Dans beaucoup de cas, un simple ajustement, à bas coût, dans un montage de projet, peut avoir un grand impact. Notre laboratoire d’innovation sur le genre en Afrique a utilisé des tests psychométriques en Ethiopie comme alternative à la caution bancaire. Ces tests prédisent avec une exactitude impressionnante la probabilité qu’un entrepreneur va rembourser son prêt bancaire, avec un taux de remboursement de 99%. On a aussi découvert au Malawi, que le simple fait d’encourager les femmes à faire enregistrer leurs entreprises n’avait aucune incidence sur leurs profits. Mais quand cet enregistrement est accompagné d’une simple session d’information dans une banque, avec une offre d’ouverture d’un compte bancaire, le taux d’utilisation des services bancaires par ces femmes augmente, ce qui permet en retour d’augmenter leur profit de 20% en moyenne.
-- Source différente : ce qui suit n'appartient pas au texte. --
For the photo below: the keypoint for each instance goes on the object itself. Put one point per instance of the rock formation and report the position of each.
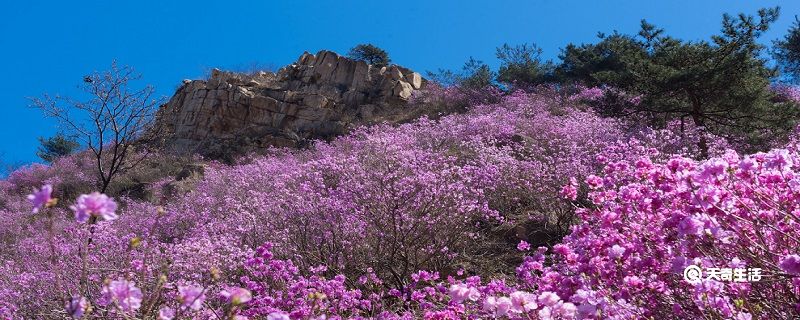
(317, 97)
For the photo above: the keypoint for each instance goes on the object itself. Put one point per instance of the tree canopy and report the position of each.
(722, 85)
(370, 54)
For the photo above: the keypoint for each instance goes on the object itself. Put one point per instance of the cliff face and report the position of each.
(319, 96)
Et on peut le faire avec seulement 27 dollars par entreprise.

Quels sont les secteurs porteurs en termes d’entrepreneuriat féminin ?

Il y a cette tendance en Afrique qui voudrait que les femmes entrepreneures soient concentrées dans des secteurs d’activités peu lucratifs, et traditionnellement dominés par les femmes. En Ouganda, par exemple, une coiffeuse gagne en moyenne 86 dollars par mois, alors qu’un électricien gagne 371 dollars sur la même période.

Notre étude a montré qu’un quart de l’écart entre les profits générés par les entreprises appartenant aux hommes et celles aux mains de femmes pouvait s’expliquer par le fait que les femmes opèrent dans des secteurs moins profitables. Nous avons également découvert que ce n’est ni par manque de compétences ou d’accès aux capitaux que les femmes opèrent dans des secteurs traditionnellement dominés par les femmes, mais à cause de facteurs sociaux et d’un manque d’information cruciale. Parfois, elles ne savent mêmes pas qu’elles gagnent moins que les hommes.

Au Nigeria, nous avons obtenu des résultats impressionnants en formant des étudiantes en technologies de l’information et de la communication. Elles ont augmenté leur chance de travailler dans le secteur des TICs de 26%. Cela démontre que ce type de formations peut booster la création d’emplois pour les femmes dans ces secteurs émergeants.

Qu’est-ce qui est prévu cette année par la Banque mondiale en faveur des femmes entrepreneurs ?

Au cours de leur vie, les femmes et les filles sont l’objet de discrimination. Promouvoir l’entrepreneuriat des femmes et leur donner les moyens de leur ambition exige des solutions transposables à grande échelle. Nous entendons profiter de l’élan généré par l’initiative We-Fi et nos programmes ciblant les femmes entrepreneures. Nous continuerons de démontrer que des mesures ciblées, parfois simples et peu coûteuses, peuvent avoir un impact très important. Nous ne le répèterons jamais assez : miser sur les femmes est un pari gagnant. Quand les femmes réussissent, tout le monde en profite. Et je suis fière de souligner qu’à la Banque mondiale nous pratiquons ce que nous prêchons : la parité est une réalité au sein de notre équipe dirigeante.